1Department of Anesthesiology, Kaohsiung Chang Gung Memorial Hospital and Chang Gung University College of Medicine, Kaohsiung 807, Taiwan
2Department of Healthcare Management, Yuanpei University, HsinChu 30015, Taiwan
3Department of Medical Genetics, College of Medicine, Kaohsiung Medical University, Kaohsiung 807, Taiwan
4Division of Allergy, Immunology and Rheumatology of Pediatrics, Kaohsiung Chang Gung Memorial Hospital and Chang Gung University College of Medicine, Kaohsiung 807, Taiwan
5Department of Pediatrics, Kaohsiung Chang Gung Memorial Hospital and Chang Gung University College of Medicine, Kaohsiung 807, Taiwan
6Department of Medical Research, Show Chwan Memorial Hospital in Chang Bing, Changhua 505, Taiwan
7Cancer Center, Kaohsiung Medical University Hospital, Kaohsiung 807, Taiwan

Received 28 August 2011; Accepted 13 November 2011

Academic Editor: Misao Matsushita

Copyright © 2012 Ya-Ling Yang et al.

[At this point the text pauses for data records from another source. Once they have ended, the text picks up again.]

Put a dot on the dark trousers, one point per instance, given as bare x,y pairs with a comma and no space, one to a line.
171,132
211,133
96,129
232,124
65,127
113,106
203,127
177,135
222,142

This is an open access article distributed under the Creative Commons Attribution License, which permits unrestricted use, distribution, and reproduction in any medium, provided the original work is properly cited.

Abstract

Background. Kawasaki disease is characterized by systemic vasculitis of unknown etiology. Previous genetic studies have identified certain candidate genes associated with susceptibility to KD and coronary artery lesions. Host innate immune response factors are involved in modulating the disease outcome. The aim of this study was to investigate CLEC5A (C-type lectin domain family 5) genetic polymorphisms with regards to the susceptibility and outcome of KD. Methods. A total of 1045 subjects (381 KD patients and 664 controls) were enrolled to identify 4 tagging single-nucleotide polymorphisms (tSNPs) of CLEC5A (rs1285968, rs11770855, rs1285935, rs1285933) by using the TaqMan Allelic Discrimination Assay. The Hardy-Weinberg equilibrium was assessed in cases and controls, and genetic effects were evaluated by the chi-square test. Results. No significant associations were noted between the genotypes and allele frequency of the 4 CLEC5A tSNPs between controls and patients. In the patients, polymorphisms of CLEC5A showed no significant association with coronary artery lesion formation and intravenous immunoglobulin treatment response. Conclusions. This study showed for the first time that polymorphisms of CLEC5A are not associated with susceptibility to KD, coronary artery lesion formation, and intravenous immunoglobulin treatment response in a Taiwanese population.